In just three years the number of HMRC compliance staff working on R&D claims has more than doubled, with 300 extra case workers focused on non-compliance. This could be why the number of SME claimants is reducing as HMRC manages to crack down on more companies.
Stalker said: ‘This hopefully means the era of “cowboy” R&D boutiques and fraudulent claims is nearing an end.
‘With HMRC recently saying that they are concentrating on training their R&D team, which is aimed at making the enquiry process fair and consistent between taxpayers, we will also hopefully see genuine R&D claimants, including SMEs, having an appetite to claim the relief they are due.’

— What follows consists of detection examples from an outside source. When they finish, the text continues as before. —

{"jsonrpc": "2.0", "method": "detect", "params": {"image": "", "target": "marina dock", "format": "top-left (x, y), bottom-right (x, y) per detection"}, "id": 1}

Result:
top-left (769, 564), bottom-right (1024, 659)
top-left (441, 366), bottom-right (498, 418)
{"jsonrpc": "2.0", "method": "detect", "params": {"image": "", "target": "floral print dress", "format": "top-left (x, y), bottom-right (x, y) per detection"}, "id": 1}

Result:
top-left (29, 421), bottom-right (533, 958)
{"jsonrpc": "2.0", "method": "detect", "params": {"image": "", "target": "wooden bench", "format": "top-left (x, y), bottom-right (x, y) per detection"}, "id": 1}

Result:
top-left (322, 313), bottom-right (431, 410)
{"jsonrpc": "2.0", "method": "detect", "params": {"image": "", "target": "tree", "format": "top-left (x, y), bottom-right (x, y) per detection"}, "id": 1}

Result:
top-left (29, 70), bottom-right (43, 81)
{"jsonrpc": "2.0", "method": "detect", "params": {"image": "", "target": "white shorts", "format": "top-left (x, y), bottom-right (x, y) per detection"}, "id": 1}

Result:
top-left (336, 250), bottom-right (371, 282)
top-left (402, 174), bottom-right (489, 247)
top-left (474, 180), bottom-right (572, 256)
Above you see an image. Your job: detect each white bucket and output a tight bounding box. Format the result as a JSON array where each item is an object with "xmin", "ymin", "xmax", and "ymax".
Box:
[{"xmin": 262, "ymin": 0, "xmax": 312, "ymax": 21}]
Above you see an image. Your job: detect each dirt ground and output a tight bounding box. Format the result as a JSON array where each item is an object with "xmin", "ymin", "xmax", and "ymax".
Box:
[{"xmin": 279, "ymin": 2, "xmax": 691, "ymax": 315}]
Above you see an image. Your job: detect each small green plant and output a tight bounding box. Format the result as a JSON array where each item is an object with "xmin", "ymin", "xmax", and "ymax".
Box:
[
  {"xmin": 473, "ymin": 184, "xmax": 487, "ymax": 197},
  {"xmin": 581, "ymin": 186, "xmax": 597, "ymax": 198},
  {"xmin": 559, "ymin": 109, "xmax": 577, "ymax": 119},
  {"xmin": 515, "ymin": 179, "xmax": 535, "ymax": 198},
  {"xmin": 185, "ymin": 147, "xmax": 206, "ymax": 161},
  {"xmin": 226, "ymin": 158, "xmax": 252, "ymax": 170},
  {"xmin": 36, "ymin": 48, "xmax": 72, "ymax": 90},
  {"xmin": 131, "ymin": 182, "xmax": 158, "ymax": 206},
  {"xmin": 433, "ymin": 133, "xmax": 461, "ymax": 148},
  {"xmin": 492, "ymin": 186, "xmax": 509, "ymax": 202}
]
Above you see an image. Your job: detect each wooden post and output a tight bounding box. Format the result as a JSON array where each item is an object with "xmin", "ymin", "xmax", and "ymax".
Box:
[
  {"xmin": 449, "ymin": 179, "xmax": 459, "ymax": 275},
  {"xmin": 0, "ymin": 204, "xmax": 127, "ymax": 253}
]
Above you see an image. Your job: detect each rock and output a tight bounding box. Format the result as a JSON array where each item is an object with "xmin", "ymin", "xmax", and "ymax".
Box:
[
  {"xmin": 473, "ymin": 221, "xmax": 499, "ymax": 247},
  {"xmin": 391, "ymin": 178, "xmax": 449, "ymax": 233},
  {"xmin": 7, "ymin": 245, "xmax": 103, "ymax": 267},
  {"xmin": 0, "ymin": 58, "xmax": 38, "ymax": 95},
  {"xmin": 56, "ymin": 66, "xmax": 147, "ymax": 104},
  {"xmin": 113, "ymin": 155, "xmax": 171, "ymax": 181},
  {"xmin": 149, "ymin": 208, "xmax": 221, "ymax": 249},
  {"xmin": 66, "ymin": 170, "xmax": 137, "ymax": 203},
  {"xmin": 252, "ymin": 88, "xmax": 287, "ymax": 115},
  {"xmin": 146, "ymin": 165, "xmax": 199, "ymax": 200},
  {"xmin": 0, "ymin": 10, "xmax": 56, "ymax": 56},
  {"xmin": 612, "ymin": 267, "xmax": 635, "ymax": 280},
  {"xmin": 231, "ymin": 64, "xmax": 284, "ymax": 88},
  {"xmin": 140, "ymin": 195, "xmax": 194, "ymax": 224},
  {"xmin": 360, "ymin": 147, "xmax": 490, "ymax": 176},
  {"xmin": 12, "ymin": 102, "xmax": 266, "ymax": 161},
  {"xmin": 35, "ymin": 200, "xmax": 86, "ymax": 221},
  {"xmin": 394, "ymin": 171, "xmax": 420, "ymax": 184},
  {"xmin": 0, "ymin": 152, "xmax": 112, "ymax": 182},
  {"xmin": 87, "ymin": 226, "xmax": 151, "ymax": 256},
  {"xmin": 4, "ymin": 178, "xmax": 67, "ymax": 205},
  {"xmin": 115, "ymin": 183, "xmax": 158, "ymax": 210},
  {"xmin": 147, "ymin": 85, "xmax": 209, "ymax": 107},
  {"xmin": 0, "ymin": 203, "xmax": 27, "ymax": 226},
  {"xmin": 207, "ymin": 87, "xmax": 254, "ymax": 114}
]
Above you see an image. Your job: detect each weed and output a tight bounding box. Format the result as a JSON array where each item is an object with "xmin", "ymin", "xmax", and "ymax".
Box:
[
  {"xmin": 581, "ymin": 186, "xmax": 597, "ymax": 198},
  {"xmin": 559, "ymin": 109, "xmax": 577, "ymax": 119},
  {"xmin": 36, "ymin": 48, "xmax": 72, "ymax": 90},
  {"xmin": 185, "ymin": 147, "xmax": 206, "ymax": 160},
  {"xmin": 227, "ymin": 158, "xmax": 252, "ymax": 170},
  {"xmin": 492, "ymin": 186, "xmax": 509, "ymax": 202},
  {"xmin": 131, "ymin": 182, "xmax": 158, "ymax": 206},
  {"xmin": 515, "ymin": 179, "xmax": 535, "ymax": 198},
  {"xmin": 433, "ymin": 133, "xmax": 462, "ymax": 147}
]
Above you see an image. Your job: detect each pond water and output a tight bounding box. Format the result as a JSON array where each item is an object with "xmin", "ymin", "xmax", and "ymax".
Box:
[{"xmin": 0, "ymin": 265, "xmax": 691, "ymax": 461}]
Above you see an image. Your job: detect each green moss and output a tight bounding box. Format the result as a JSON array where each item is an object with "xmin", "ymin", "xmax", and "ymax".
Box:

This includes the blocking of ‘hijacked businesses’, leading to £85m in claims being rejected, challenging over 2,500 claims and the arrests of nine individuals.
To further combat fraudulent claims and those made in error, HMRC has run campaigns targeted at industries which are not likely to be eligible for any relief but are also deemed targets for ‘unscrupulous agents’. Since 2023 every claimant has had to tell HMRC the name of the agent that advised them when making the claim.
In total for 2023 there was £50bn worth of R&D performed by UK businesses, an increase of just £1.4bn (2.9%) from 2022. Following the trend of previous years the largest contributor was the pharmaceutical sector, with £8.7bn (17.4%) of R&D activities.
Long said: ‘With large businesses contributing £30.7bn in expenditure, it’s positive to see that they are demonstrating resilience and a capacity to invest heavily in innovation.
‘At the same time, the data underscores the challenges faced by SMEs, who are feeling the strain of recent R&D tax relief reforms, reduced rates of support and HMRC’s volume compliance approach. It’s vital to avoid a scenario where the risks of claiming relief outweigh the rewards for small innovators.
‘The recent promise of stability is welcome, giving businesses the confidence to plan long-term R&D investments. But to truly measure the success of R&D tax relief, a good starting point is setting a bold and clear target for private sector R&D investment, shifting the conversation from costs alone to the value the incentive creates for the economy.’